How do I build a reusable SQL prompt library in Cursor? Store commonly used query templates as files in your project. When starting a new query task, reference the relevant template file and describe what needs to change. Cursor will generate based on the template structure.
Conclusion
Cursor’s IDE integration makes it a powerful SQL development environment when used strategically. The inline editor handles quick generation and edits. Cursor Composer manages complex multi-step queries.
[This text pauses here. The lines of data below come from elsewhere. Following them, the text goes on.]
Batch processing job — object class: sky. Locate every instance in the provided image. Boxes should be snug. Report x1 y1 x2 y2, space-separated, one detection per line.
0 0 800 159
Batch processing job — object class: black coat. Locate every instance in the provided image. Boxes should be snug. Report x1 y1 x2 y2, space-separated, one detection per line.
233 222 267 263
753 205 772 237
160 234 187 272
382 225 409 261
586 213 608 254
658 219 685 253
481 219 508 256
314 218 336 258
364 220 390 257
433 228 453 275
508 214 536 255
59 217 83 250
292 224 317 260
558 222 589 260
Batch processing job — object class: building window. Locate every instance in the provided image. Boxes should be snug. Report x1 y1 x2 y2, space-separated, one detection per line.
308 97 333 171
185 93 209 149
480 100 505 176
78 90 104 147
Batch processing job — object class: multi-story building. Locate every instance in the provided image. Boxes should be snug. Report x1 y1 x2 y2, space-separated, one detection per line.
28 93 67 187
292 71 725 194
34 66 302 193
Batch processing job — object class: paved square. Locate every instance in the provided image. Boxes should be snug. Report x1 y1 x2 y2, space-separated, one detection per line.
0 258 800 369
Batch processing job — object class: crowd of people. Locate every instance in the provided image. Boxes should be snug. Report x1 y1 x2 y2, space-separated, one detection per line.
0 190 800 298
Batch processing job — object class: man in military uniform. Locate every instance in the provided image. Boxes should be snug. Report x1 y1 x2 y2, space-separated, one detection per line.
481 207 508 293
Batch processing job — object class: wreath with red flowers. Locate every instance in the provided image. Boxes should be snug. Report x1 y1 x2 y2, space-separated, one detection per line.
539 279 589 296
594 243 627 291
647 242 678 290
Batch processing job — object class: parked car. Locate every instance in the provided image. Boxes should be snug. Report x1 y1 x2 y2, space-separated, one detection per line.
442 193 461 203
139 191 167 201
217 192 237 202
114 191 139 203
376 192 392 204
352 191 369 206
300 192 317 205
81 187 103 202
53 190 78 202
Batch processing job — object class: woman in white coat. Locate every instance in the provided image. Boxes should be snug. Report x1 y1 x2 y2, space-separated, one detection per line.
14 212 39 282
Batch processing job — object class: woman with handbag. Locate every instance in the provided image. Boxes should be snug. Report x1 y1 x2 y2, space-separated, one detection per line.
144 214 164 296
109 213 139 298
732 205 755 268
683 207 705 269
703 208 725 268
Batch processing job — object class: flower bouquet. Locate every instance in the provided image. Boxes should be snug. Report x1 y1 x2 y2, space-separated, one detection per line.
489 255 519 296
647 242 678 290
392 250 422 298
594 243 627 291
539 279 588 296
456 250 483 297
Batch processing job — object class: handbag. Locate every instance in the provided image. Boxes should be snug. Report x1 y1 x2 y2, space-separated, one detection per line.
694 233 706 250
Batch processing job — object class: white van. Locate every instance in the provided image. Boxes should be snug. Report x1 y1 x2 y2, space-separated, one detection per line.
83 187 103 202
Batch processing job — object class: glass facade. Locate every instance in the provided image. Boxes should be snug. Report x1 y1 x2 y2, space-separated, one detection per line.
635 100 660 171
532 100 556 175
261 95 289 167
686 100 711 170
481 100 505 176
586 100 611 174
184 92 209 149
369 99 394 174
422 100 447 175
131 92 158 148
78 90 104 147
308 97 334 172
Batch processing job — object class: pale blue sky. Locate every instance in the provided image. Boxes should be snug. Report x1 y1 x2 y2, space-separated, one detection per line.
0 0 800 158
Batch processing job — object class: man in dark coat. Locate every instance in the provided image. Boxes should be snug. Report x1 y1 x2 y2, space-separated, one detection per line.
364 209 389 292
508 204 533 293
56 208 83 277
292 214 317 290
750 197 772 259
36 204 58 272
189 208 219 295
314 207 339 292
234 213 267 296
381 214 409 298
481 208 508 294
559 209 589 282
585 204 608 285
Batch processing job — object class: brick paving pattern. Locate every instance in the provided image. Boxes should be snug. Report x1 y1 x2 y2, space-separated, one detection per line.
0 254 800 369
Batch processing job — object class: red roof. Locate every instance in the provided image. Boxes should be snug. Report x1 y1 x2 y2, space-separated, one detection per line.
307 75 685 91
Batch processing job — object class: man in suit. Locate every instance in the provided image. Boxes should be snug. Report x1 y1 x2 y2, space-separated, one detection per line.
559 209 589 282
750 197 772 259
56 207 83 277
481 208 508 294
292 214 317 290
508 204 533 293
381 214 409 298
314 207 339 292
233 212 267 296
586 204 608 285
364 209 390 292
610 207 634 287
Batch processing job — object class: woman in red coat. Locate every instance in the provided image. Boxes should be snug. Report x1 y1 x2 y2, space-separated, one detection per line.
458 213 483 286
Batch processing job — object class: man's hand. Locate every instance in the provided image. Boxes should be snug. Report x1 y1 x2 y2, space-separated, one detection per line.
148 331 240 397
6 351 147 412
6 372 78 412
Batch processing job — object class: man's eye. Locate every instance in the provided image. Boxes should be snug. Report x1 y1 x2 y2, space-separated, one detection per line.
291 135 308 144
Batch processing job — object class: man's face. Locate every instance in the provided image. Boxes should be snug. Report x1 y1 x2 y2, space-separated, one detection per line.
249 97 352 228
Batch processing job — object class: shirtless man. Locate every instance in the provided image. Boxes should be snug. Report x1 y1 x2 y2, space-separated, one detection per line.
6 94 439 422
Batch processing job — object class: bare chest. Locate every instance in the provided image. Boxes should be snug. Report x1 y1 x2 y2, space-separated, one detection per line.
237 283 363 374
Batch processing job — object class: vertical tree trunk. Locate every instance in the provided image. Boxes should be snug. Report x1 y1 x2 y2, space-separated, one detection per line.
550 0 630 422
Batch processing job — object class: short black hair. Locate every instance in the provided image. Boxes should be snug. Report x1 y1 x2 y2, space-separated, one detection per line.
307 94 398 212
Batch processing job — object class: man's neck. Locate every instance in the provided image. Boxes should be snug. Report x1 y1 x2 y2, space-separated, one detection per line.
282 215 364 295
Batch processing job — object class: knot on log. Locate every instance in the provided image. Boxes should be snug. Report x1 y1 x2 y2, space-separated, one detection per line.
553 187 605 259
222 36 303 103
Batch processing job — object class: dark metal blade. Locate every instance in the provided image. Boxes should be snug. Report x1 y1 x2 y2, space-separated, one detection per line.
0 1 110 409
Schema awareness means generated SQL fits your project conventions automatically.
Build project-specific rules for your database conventions and maintain a library of query templates for your most common analyses. Cursor will increasingly produce accurate SQL with minimal iteration.
Your next step: Open Cursor, reference your schema file in a new conversation, and generate a query for your most common analytical task. Compare the result to what you would have written manually and refine your approach based on what worked well.